Re: Updated LOD Cloud Diagram - Missed data sources. from ahogan@dcc.uchile.cl on 2014-07-25 (public-lod@w3.org from July 2014)

From: <ahogan@dcc.uchile.cl>
Date: Fri, 25 Jul 2014 15:12:48 -0400
To: public-lod@w3.org
Message-ID: <fc11306d49b93d689615677edc3857c0.squirrel@webmail.dcc.uchile.cl>

On 25/07/2014 14:44, Hugh Glaser wrote:
> The idea that having a robots.txt that Disallows spiders
> is a “problem” for a dataset is rather bizarre.
> It is of course a problem for the spider, but is clearly not a problem
for a
> typical consumer of the dataset.
> By that measure, serious numbers of the web sites we all use on a daily
> basis are problematic.
<snip>

I think the general interpretation of the robots in "robots.txt" is any
software agent accessing the site "automatically" (versus a user manually
entering a URL).

If we agree on that interpretation, a robots.txt blacklist prevents
applications from following links to your site. In that case, my
counter-question would be: what is the benefit of publishing your content
as Linked Data (with dereferenceable URIs and rich links) if you
subsequently prevent machines from discovering and accessing it
automatically? Essentially you are requesting that humans (somehow) have
to manually enter every URI/URL for every source, which is precisely the
document-centric view we're trying to get away from.

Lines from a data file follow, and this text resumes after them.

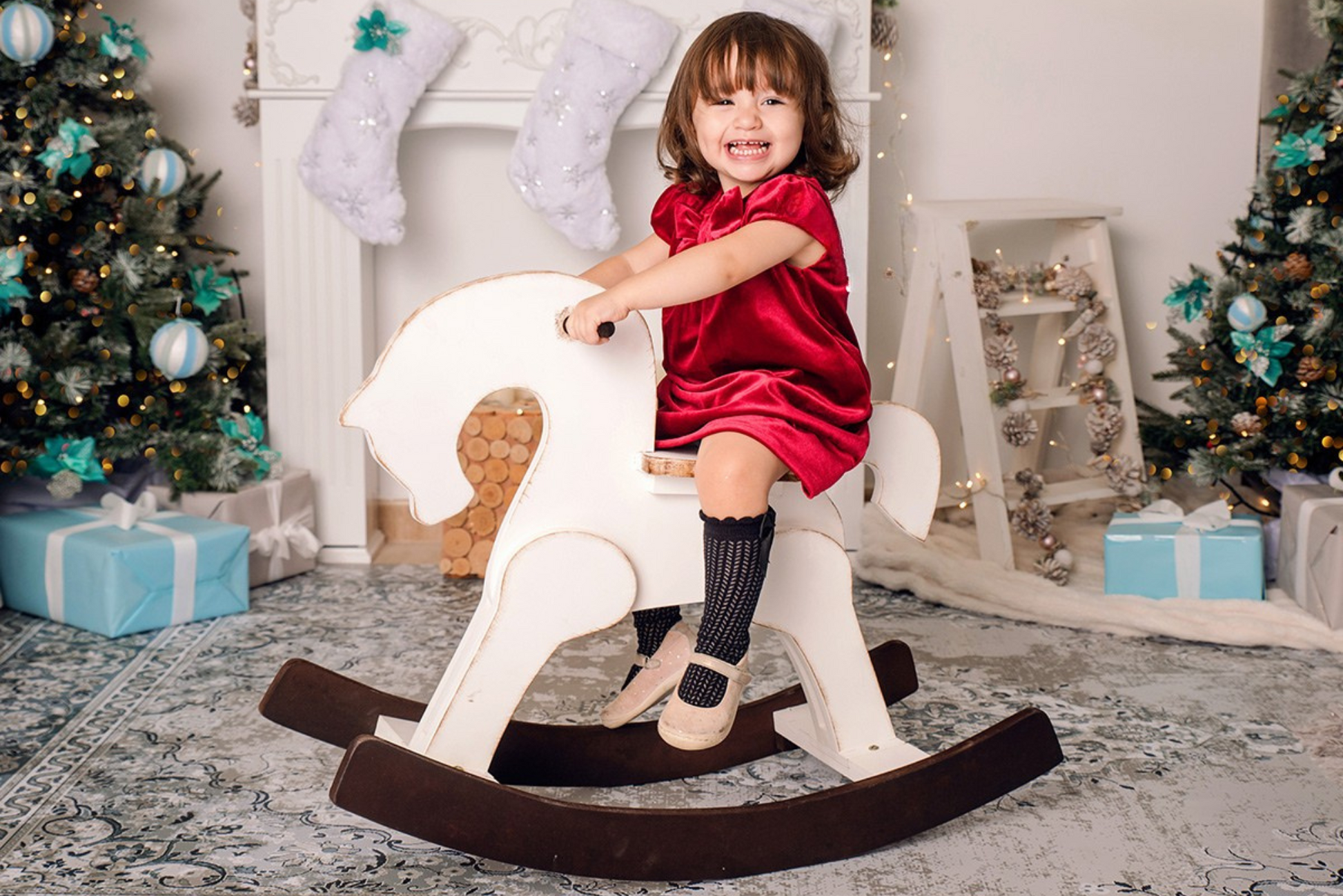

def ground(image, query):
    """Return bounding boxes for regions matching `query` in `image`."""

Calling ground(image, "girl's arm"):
[579,233,670,288]
[568,221,823,345]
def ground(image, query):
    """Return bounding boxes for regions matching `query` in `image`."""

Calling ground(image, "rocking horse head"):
[340,272,656,523]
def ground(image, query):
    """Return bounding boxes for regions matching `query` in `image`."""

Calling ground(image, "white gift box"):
[1277,470,1343,629]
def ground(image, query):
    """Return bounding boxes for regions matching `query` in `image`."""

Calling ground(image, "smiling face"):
[692,79,803,196]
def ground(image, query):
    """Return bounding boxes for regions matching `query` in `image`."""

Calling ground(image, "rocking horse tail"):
[863,401,941,541]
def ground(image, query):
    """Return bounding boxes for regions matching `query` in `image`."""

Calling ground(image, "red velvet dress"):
[653,175,872,497]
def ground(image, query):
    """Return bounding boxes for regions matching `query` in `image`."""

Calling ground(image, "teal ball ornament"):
[1226,292,1268,332]
[0,3,57,66]
[139,146,186,197]
[149,318,210,379]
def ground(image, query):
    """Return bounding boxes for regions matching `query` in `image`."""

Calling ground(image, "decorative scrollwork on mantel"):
[450,8,569,71]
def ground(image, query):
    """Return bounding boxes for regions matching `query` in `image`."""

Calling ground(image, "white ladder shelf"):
[890,199,1143,569]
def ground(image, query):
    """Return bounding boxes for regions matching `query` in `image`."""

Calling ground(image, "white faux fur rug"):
[854,501,1343,653]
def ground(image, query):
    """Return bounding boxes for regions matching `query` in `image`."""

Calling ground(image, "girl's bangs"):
[698,41,802,98]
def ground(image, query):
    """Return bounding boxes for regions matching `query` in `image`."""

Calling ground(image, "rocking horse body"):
[262,274,1061,877]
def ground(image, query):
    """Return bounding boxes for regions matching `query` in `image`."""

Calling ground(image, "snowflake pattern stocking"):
[298,0,464,244]
[508,0,678,250]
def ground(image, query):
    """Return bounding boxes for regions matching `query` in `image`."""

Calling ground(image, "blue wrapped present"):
[0,494,250,637]
[1106,500,1264,601]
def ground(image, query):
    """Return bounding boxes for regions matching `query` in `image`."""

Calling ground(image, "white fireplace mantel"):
[254,0,874,564]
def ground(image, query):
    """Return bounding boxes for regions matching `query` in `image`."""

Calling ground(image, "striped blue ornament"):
[149,318,210,379]
[139,148,186,196]
[1226,292,1268,332]
[0,3,57,66]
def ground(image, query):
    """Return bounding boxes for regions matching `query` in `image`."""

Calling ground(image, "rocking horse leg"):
[755,528,928,781]
[389,531,635,778]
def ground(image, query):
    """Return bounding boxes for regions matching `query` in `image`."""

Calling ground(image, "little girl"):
[568,12,872,750]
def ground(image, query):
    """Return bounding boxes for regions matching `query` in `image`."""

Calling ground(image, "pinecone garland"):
[1034,554,1068,586]
[984,332,1021,370]
[1011,497,1055,542]
[1106,455,1143,497]
[1282,252,1315,280]
[974,271,1002,311]
[70,267,99,295]
[1231,410,1264,437]
[1296,354,1326,382]
[1077,321,1119,361]
[1086,401,1124,455]
[872,10,900,52]
[1002,412,1039,448]
[1045,266,1096,299]
[234,97,261,128]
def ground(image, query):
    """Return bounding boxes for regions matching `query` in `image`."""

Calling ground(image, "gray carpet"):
[0,566,1343,896]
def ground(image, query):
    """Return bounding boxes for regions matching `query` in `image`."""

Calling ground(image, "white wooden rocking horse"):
[262,272,1062,880]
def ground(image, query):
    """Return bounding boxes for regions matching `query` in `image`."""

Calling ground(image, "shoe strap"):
[690,653,751,687]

Put simply, as far as I can see, a dereferenceable URI behind a robots.txt
blacklist is no longer a dereferenceable URI ... at least for a respectful
software agent. Linked Data behind a robots.txt blacklist is no longer
Linked Data.

(This is quite clear in my mind but perhaps others might disagree.)

Best,
Aidan

Received on Friday, 25 July 2014 19:13:12 UTC